[MITgcm-support] tutorial_global_oce_optim optimisation failed
Daniel Goldberg
dngoldberg at gmail.com
Thu May 24 12:12:03 EDT 2018
Hi Ron
The file externalDummies_cb2m_oad.f is created on the fly based on
several source files and templates. This is done as part of a facility to
replace openad-generated code by user-written code -- which is needed for
instance when there is code which would be problematic for OpenAD to
compile/transform, and the mathematical adjoint of a given operation can
more easily be hand-written -- or to control "side effects" like the
writing of adjoint fields to I/O.
Externaldummies (
https://github.com/MITgcm/MITgcm/blob/master/pkg/openad/externalDummies.F)
is transformed by OpenAD -- but the hand-written code then replaces the
appropriate transformed code via templates in this directory:
https://github.com/MITgcm/MITgcm/tree/master/tools/OAD_support
so the active_read() definition in externalDummies.F serves only to tell
the dependency analysis that certain variables (like active_var) should be
type "active". Can't say for sure why your build failed or why changing it
to to real made it compile.
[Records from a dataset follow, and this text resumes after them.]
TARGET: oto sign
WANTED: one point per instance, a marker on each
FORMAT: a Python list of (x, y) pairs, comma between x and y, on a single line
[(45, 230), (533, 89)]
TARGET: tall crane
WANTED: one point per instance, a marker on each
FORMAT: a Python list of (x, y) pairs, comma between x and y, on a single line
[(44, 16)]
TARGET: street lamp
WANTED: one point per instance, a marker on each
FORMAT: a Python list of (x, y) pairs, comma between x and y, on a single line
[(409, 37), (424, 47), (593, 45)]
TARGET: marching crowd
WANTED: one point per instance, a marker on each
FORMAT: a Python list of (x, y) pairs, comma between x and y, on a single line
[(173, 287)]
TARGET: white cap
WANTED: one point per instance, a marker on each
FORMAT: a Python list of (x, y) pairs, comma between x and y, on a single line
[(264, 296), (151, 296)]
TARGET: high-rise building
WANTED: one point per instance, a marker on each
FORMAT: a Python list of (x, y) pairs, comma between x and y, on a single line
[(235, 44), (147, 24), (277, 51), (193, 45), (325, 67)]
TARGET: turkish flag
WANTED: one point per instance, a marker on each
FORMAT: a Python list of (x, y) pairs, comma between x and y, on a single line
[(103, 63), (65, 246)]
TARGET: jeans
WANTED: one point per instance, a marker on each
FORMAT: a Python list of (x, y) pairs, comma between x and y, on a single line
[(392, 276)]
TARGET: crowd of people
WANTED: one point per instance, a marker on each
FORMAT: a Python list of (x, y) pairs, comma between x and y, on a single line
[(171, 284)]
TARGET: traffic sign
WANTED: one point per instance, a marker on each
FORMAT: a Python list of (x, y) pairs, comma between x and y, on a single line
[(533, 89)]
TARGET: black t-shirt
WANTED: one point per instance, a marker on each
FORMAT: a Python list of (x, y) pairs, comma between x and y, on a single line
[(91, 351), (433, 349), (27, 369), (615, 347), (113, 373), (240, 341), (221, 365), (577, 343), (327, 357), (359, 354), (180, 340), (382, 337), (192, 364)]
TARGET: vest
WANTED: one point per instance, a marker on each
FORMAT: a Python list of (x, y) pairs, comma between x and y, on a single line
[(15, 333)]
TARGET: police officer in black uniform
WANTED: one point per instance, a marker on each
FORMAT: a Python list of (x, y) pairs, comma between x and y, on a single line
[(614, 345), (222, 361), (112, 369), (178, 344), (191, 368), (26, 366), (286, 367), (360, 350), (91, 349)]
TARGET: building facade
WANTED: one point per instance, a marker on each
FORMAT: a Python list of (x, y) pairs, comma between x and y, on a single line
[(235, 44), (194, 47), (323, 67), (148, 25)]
From what i can see the tutorial seems not to
be broken:
http://mitgcm.org/testing/results/2018_05/tr_baudelaire-a_20180524_5/summary.txt
did you have an interest in halfpipe_streamice or did you just want to see
if the openad experiment would work?
dan
On Thu, May 24, 2018 at 2:40 PM, Ron Goldman <ron at ocean.org.il> wrote:
> Hi All,
> I am kind of new to mitgcm so please let me know if this the right place
> to address this.
> OpenAD worked for me with halfpipe_streamice but I couldn't recreate the
> settings with tutorial_global_oce_optim. I managed to get the grdchk to
> work by adding OPENAD_OPTIONS.h with ALLOW_OPENAD_ACTIVE_READ_XY. The make
> failed for me but I manually edited OpenAD_active_read_xy in
> externalDummies_cb2m_oad.f to use active_var as a real array and not
> type(active). The make succeeded after that and the output seemed ok.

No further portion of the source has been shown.